We’d decided six of us would go. Me, Danello, Aylin, Tali, Soek, and Jovan. More would likely draw attention, fewer wouldn’t be able to carry or sell enough to keep us afloat very long. We’d sell in pairs to watch each other’s backs.
“Everyone remember how much to try and get?” I said a block from the alley. Aylin had done a good job estimating what our bundles were worth. Odds were we wouldn’t get all of it, but the closer we got, the better.
“I remember.” Jovan already had on his bluffing face. He’d surprised us all last night when we tested each other to see who could lie the best. Tali wasn’t nearly as good, but she had an uncanny way of making you want to give her what she asked for anyway. She called it her hungry puppy face and said she’d gotten many an extra dessert at the League with it.
I could believe it. And I’d have to remember that next time she tried to talk me into or out of anything.
“We’ll go in separately. Don’t look at each other, and once you’ve sold your goods, meet back here.”
Aylin frowned and shook her head. “Not here. Anyone following after we sell might jump us.” She looked around and pointed to the bakery. “That works.
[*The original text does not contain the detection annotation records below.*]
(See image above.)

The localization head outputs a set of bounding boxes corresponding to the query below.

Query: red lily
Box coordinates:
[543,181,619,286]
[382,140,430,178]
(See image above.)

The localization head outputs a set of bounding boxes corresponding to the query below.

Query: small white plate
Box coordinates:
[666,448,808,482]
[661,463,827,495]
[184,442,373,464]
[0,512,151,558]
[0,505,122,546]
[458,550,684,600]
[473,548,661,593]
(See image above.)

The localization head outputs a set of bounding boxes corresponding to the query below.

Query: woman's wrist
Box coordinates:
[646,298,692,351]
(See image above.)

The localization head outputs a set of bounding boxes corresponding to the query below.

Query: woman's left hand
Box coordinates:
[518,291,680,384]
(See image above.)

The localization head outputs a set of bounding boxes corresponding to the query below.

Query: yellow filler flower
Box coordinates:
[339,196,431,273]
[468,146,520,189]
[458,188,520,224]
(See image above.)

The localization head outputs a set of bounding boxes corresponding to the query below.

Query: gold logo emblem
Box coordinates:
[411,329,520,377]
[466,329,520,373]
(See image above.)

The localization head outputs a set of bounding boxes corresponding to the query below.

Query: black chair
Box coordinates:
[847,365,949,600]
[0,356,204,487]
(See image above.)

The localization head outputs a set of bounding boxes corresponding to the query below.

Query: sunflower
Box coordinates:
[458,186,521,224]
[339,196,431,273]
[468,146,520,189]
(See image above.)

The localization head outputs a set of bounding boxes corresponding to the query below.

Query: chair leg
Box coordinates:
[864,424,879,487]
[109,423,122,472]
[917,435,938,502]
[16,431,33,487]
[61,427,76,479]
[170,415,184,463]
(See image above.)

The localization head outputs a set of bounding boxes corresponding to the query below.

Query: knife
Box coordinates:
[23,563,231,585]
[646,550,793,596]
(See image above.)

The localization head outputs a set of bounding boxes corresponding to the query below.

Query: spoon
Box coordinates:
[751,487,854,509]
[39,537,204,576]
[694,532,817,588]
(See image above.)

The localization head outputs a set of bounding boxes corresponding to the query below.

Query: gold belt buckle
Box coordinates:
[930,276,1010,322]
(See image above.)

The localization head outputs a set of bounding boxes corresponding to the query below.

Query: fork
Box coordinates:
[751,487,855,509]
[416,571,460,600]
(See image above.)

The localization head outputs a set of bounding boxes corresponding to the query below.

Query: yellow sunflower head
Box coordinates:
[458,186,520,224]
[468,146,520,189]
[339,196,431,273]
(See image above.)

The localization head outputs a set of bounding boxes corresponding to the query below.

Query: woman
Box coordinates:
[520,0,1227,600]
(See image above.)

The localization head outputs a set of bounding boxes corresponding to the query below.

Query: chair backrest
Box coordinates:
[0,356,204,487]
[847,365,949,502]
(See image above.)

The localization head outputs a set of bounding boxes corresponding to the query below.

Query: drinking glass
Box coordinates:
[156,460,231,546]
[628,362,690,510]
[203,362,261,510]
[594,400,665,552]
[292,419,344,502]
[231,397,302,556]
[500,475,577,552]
Buy something and linger inside.”
“If you see soldiers,” I added, “get out, but walk, don’t run.”
“Got it. Let’s go,” said Soek. He and Tali would follow Danello and me, with Aylin and Jovan last.
Danello grabbed my hand and we walked the last block to the alley market, keeping an eye out for soldiers and thieves. The market changed locations, but you could always find it in the poorest parts of Geveg. It wasn’t that different from the regular market squares, except no one had their wares on display and everyone conducted business in whispers. Today it was just off the docks.
Our bag was full of silverware and metalwork, so we walked up to a stall with a hammer-and-forge sign hanging off it.